Traditional Culture Encyclopedia - Traditional stories - Basic theory of enterprise financial management
Basic theory of enterprise financial management
(2) Modern modern portfolio theory and CAPM modern modern portfolio theory are about the best portfolio theory. In 1952, markowitz put forward this theory, and his research conclusion is that as long as the returns between different assets are not perfectly positive, we can reduce the investment risk through asset portfolio. Markowitz thus won the 1990 Nobel Prize in Economics. Capital asset pricing model is a theory to study the relationship between risk and return. Sharp and others come to the conclusion that the risk return of a single asset depends on the risk-free return, the risk return of market portfolio and the risk of risky assets. Sharp thus won the 1990 Nobel Prize in Economics.
(3) Option pricing model Option pricing theory is a theory about determining the value or theoretical price of options (stock options, foreign exchange options, stock index options, convertible bonds, convertible preferred stocks, warrants, etc.). ). Scholes put forward the option pricing model in 1973, also known as B-S model. Since 1990s, option trading has become the main theme in the world financial field. Scholes
(4) Efficient Market Hypothesis (EMH) Efficient Market Hypothesis is a theory that studies the degree to which securities prices reflect the information of the capital market. If the capital market fully reflects all the relevant information of securities prices, it is said that the capital market is effective. In this market, it is impossible to get economic benefits from securities trading. Fama is the main contributor to this theory.

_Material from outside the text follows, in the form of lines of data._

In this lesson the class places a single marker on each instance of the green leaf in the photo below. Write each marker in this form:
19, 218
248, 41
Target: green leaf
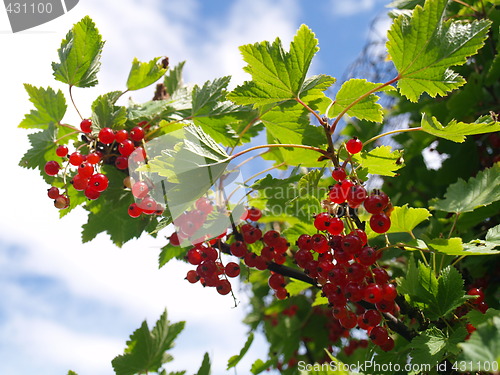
145, 351
205, 366
106, 114
423, 47
169, 252
295, 287
143, 74
457, 131
367, 108
80, 55
479, 191
173, 78
43, 148
483, 347
235, 359
278, 76
381, 160
50, 107
405, 219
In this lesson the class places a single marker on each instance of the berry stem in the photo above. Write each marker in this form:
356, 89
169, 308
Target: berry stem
393, 132
72, 101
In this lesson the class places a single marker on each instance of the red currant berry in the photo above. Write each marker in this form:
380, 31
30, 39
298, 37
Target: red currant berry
86, 170
99, 182
238, 249
93, 158
61, 151
378, 335
304, 242
192, 276
61, 202
223, 287
52, 168
137, 134
76, 158
79, 182
322, 221
121, 162
86, 125
140, 189
106, 136
352, 244
339, 174
53, 192
276, 281
380, 223
232, 269
320, 243
126, 147
476, 292
353, 145
373, 293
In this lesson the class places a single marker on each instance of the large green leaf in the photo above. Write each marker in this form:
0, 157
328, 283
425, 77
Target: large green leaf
145, 351
457, 131
143, 74
367, 108
277, 75
405, 219
381, 160
79, 55
50, 107
423, 47
479, 191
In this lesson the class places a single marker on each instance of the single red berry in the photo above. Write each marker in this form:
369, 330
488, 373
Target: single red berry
93, 158
322, 221
276, 281
52, 168
238, 249
378, 335
373, 293
53, 192
137, 134
380, 223
76, 158
320, 243
86, 125
339, 174
353, 145
61, 202
92, 193
61, 151
476, 292
99, 182
126, 147
223, 287
106, 136
232, 269
79, 182
121, 162
86, 170
304, 242
192, 276
140, 189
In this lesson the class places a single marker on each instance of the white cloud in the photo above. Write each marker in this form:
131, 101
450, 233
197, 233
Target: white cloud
350, 7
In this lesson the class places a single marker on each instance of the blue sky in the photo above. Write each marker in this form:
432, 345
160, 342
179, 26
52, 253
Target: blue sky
67, 305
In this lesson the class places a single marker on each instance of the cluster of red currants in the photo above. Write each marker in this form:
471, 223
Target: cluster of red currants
107, 147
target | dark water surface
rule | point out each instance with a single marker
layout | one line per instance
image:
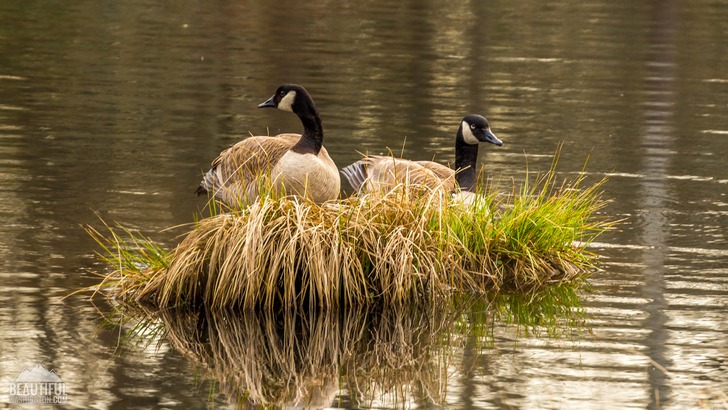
(114, 108)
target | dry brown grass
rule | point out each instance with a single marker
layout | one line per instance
(402, 247)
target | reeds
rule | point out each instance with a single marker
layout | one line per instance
(399, 247)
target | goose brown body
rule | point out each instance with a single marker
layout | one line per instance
(296, 164)
(377, 173)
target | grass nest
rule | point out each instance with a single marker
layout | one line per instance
(400, 247)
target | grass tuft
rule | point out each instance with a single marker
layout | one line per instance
(401, 247)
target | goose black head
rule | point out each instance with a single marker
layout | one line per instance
(289, 97)
(475, 129)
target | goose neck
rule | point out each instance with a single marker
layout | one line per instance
(466, 156)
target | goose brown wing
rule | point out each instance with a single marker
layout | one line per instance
(233, 175)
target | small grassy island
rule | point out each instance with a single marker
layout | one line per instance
(401, 247)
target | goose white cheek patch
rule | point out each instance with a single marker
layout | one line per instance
(468, 134)
(286, 103)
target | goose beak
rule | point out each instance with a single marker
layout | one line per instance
(490, 137)
(268, 103)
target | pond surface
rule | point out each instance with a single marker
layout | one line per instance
(113, 109)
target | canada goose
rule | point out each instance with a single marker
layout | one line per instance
(297, 163)
(374, 172)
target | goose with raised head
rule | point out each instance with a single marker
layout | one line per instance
(295, 163)
(376, 173)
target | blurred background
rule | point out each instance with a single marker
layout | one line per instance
(114, 109)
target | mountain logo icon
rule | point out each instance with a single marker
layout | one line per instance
(37, 385)
(37, 374)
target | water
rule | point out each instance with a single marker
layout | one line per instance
(113, 110)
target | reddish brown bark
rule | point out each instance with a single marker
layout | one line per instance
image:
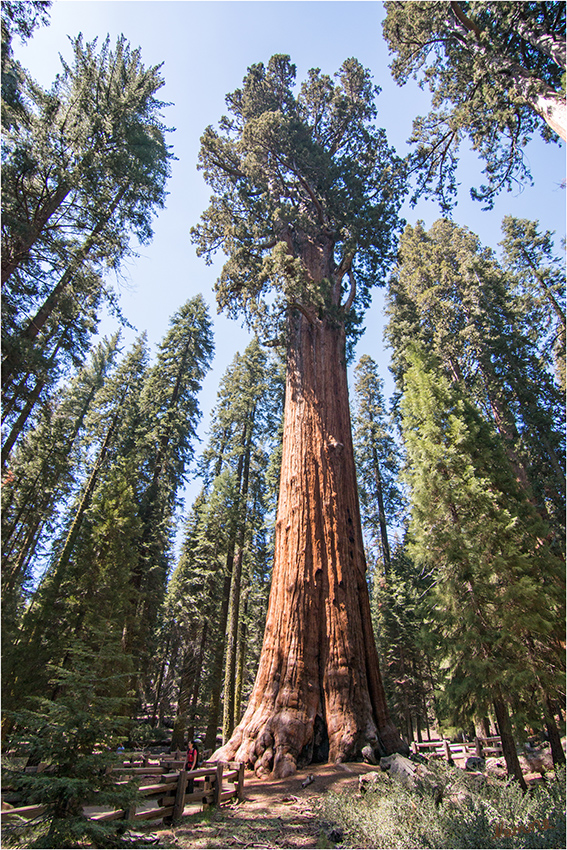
(318, 674)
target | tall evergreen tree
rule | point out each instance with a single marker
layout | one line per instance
(82, 177)
(165, 438)
(499, 575)
(377, 457)
(541, 285)
(243, 431)
(60, 604)
(306, 194)
(42, 478)
(453, 295)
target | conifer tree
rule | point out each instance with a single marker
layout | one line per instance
(453, 295)
(496, 72)
(68, 212)
(41, 478)
(58, 608)
(376, 455)
(499, 574)
(306, 194)
(243, 431)
(541, 285)
(165, 438)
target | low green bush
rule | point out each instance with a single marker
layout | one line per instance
(495, 814)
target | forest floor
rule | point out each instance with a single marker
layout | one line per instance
(277, 814)
(273, 814)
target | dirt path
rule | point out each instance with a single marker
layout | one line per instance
(277, 814)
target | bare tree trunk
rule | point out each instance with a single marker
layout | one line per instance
(553, 732)
(235, 592)
(319, 658)
(508, 743)
(18, 252)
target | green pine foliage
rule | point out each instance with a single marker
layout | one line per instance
(287, 170)
(377, 460)
(496, 72)
(73, 736)
(499, 579)
(408, 649)
(69, 214)
(219, 587)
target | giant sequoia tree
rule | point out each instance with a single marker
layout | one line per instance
(306, 194)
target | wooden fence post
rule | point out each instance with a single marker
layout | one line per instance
(179, 804)
(240, 784)
(218, 784)
(206, 787)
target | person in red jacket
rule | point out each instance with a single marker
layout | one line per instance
(192, 755)
(191, 763)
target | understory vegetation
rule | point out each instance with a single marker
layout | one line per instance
(495, 814)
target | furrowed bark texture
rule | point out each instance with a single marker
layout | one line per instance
(318, 693)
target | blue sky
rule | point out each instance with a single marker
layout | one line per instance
(206, 48)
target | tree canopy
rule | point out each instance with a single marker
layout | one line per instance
(306, 194)
(497, 75)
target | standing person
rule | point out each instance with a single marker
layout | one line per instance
(191, 763)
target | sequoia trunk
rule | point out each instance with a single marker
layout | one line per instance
(318, 678)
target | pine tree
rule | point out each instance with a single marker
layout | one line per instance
(68, 213)
(499, 576)
(306, 193)
(165, 438)
(243, 432)
(377, 458)
(541, 286)
(453, 295)
(76, 735)
(496, 74)
(53, 616)
(42, 477)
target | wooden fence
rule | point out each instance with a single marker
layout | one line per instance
(480, 747)
(213, 784)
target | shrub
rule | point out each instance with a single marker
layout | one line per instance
(496, 814)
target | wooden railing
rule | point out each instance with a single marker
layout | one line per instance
(479, 747)
(213, 784)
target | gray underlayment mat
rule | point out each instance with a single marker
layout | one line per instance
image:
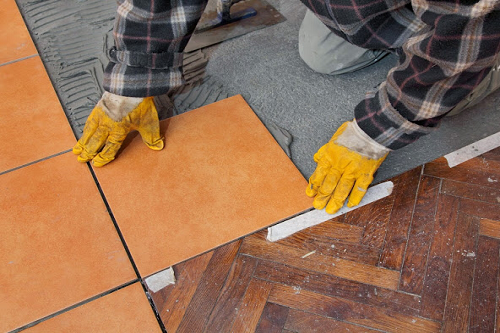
(264, 66)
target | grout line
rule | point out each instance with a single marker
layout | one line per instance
(408, 232)
(34, 162)
(473, 150)
(127, 250)
(69, 308)
(311, 218)
(17, 60)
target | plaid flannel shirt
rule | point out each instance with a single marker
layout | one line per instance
(445, 49)
(150, 36)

(5) agency theory agency theory is to study the agency cost under different financing methods and different capital structures, and how to reduce the agency cost and improve the company value. The main contributors to this theory are Zhan Sen and McCullough.
(6) Information asymmetry theory Information asymmetry theory means that people inside and outside the company have different understandings of the actual operating conditions of the company, that is, there is information asymmetry among the relevant personnel of the company, which will lead to different judgments on the company's value.
- Previous article:A composition on vacation with my mother.
- Next article:Couplets with the word dragon and tiger as the head.
- Related articles
- What is the highest realm of Taoist cultivation?
- Bra factory electric flat car cast pedal bowl skills
- Normal people don't need to pick their ears? What are the disadvantages of picking your ears often?
- What is philosophy? Please elaborate! thank you
- How to treat lovesickness with the method of overcoming emotions with emotions?
- The meaning of traditional personnel management
- When was the Harvard streaking festival and when did this tradition begin?
- What is the main story of a mouse and a girl getting married?
- What bangs are suitable for national face four super beautiful hairstyles
- Composition in the third grade of primary school, China traditional culture, with more than 200 words and less than 250 words.